Background
He came of peasant stock, and there was no influence to help him in his chosen career. Yet, when he died at the age of forty-nine on the Hawaiian island of Molokai, his name and accomplishments were world famous. From childhood, he was firmly convinced that he had a vocation for the priesthood. Guided by an older brother who was already a member of the Congregation of the Sacred Hearts of Jesus and Mary, he decided to join the order and thus become a missionary. As was the custom of the order, he laid aside his baptismal name and adopted that of Damien, the fourth-century physician-martyr.
So eager was he for the missionary's life that he persuaded his superiors to allow him to depart for the Sandwich Islands (Hawaii) before he was ordained. From the beginning, manual labor played a great part in his pastoral life. With little financial aid, he built his own chapels, assuming the duties of lumberman, carpenter, builder, and architect. With an elementary stock of medicines, he was even physician to his flocks.

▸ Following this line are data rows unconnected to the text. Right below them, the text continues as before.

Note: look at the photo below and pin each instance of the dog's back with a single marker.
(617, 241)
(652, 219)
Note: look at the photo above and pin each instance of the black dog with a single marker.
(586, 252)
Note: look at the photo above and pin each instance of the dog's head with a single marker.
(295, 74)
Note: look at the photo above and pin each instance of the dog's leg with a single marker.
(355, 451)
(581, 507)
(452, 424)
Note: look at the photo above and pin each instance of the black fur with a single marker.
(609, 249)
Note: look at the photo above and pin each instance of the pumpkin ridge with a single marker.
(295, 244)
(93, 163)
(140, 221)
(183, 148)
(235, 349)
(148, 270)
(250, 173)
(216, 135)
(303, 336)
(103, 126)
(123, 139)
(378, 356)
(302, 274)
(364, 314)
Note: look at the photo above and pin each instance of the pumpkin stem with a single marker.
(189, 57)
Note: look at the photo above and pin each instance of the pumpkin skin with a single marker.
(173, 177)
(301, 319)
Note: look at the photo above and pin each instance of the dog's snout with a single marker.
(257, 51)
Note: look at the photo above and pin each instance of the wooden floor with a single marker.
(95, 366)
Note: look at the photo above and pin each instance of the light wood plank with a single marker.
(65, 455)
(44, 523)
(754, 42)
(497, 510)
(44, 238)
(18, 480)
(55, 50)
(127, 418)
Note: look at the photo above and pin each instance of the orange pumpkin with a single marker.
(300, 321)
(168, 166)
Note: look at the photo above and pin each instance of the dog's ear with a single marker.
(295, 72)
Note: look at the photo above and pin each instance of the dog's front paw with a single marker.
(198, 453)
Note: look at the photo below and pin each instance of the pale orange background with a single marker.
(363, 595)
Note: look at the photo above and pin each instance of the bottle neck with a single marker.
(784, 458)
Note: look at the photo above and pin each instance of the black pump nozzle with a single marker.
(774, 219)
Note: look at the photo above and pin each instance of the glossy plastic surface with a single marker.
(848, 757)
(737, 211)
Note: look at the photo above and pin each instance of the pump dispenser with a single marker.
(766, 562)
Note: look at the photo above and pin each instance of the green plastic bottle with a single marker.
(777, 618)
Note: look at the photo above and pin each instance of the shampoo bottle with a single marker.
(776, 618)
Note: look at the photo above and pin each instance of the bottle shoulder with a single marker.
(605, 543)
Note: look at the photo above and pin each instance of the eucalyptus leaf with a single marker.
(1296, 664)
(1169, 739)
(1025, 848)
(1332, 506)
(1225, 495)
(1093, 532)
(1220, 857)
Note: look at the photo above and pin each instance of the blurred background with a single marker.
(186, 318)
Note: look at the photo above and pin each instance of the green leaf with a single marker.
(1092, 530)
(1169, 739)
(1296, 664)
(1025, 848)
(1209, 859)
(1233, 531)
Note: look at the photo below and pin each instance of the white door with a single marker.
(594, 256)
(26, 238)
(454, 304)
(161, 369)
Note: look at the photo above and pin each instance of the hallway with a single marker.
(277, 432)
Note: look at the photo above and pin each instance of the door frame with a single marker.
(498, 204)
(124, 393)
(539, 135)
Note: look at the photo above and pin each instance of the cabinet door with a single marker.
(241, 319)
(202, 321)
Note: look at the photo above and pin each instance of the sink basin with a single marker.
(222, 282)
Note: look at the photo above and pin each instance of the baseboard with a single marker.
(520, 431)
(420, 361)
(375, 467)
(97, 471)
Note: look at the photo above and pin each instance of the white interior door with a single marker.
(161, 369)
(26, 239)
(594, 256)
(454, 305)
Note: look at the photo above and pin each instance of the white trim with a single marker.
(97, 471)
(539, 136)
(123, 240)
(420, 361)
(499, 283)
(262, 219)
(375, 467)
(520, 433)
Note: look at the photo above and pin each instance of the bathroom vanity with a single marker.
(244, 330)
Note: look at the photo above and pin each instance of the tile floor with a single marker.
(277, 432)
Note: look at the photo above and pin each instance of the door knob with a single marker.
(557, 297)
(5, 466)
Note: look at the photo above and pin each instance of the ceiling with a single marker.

Leprosy had come to the Hawaiian Islands in 1853, quickly spreading to such an alarming extent that the government took measures to isolate the dread disease. A colony was established on the coast of the island of Molokai, and there the afflicted were deposited and left, for the most part, to their own resources. Little was then known about the disease, and exile to the colony was tantamount to a lingering death sentence. Damien received permission from his superiors to labor at Molokai; in May 1873 he landed at the notorious settlement where there was little or no law and all the inhabitants were diseased beyond hope. At first, he had no lodging and lived under the shelter of a tree. He performed the duties of grave-digger, nurse, and builder. When the lepers saw that he did not shrink from the horrors of their affliction, he gradually gained their confidence and began to improve their living conditions.
Eventually, Father Damien contracted leprosy himself, and almost gladly he announced that the disease had brought him closer to his parishioners. His labors attracted universal admiration, popular attention, and the support of doctors and hospitals. Distinguished visitors came to see Damien and his model colony.
Stricken by the disease and worn out by work Father Damien died on Apr. 15, 1889. His body was buried on Molokai, but his fellow countrymen petitioned to have his remains returned to his native soil. In 1936 his body was disinterred and brought back to Belgium. An attack on Father Damien's character and conduct called forth one of the most stirring justificatory epistles ever written, Robert Louis Stevenson's Father Damien: An Open Letter to the Rev. Dr. Hyde (1890).